Für eine übersichtliche und leicht interpretierbare Darstellung der individuellen Untersuchungsbefunde einzelner Probanden oder Patienten bieten sich verschiedene Darstellungsmöglichkeiten an. Die von uns präferierte Darstellungsweise ist ein zweidimensionales Schema, das eine Kombination aus dem Gesamtniveau des autonom-nervösen Regulationsstatus und dem Verhältnis zwischen sympathischer und parasympathischer Aktivierung enthält. Die Lokalisation des Individualwertes einer Person wird durch einen blauen Punkt markiert (vgl. Abbildung).
Auf der x-Achse ist sympatho-vagale Balance abgetragen (LFms²/HFms²). Je weiter sich eine Person auf der x-Achse nach links bewegt, umso stärker ist ihre parasympathische Aktivierung im Vergleich zur sympathischen Aktivierung ausgeprägt.
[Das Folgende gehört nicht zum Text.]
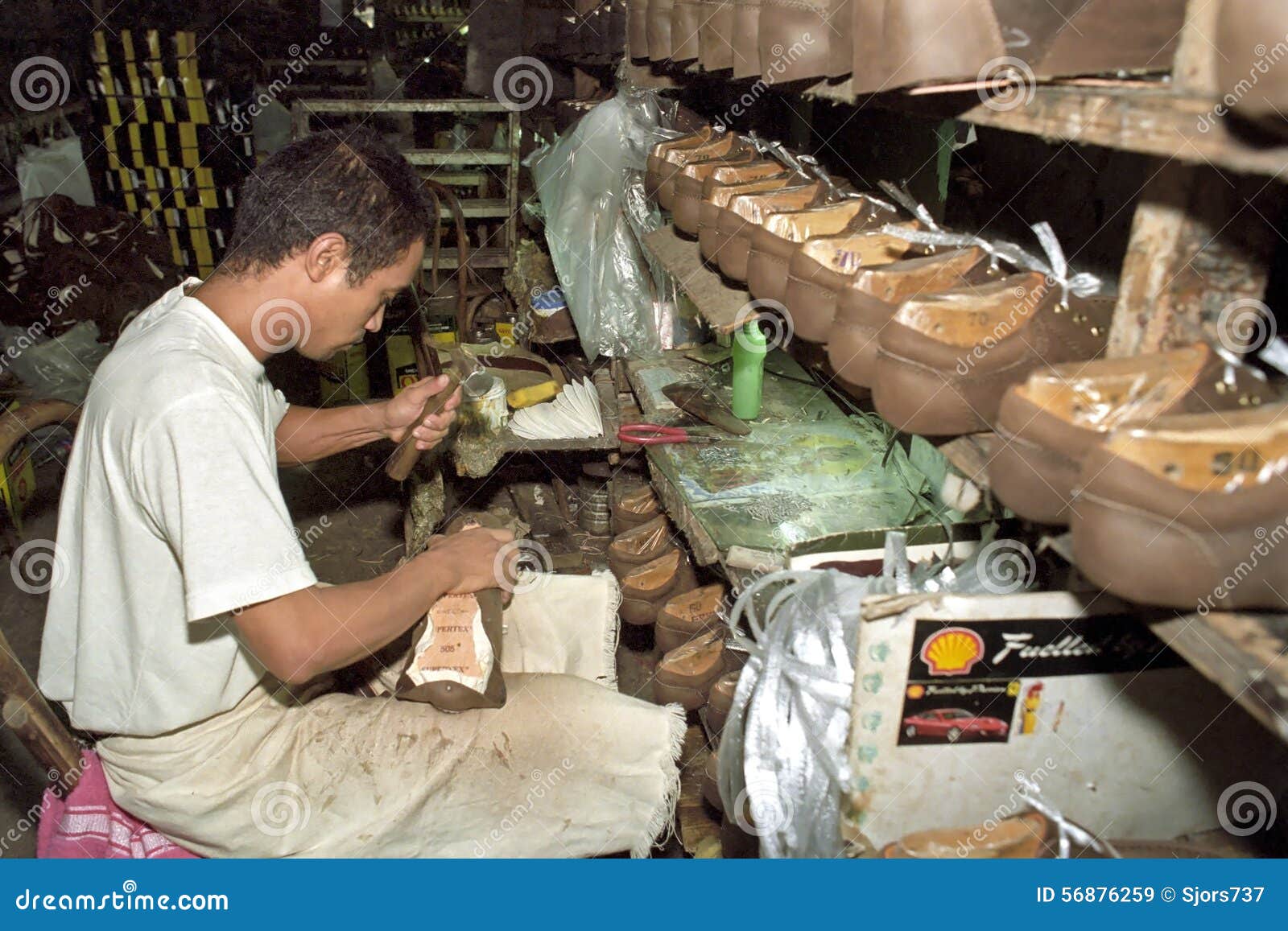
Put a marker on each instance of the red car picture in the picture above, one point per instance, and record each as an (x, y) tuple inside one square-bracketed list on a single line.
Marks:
[(952, 724)]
Je weiter der Punkt nach rechts verschoben ist, umso stärker ist die sympathische gegenüber der parasympathischen Aktivierung ausgeprägt.
Auf der y-Achse ist das Gesamtniveau des autonom-nervösen Regulationsstatus abgetragen. Hierzu können entweder der zeitanalytisch gewonnene SDRR-Wert oder der frequenzanalytisch gewonnene Total Power (TP) Wert herangezogen werden. Je höher der Wert einer Person auf der y-Achse angesiedelt ist, umso effizienter ist ihre autonom-nervöse Regulationsfähigkeit.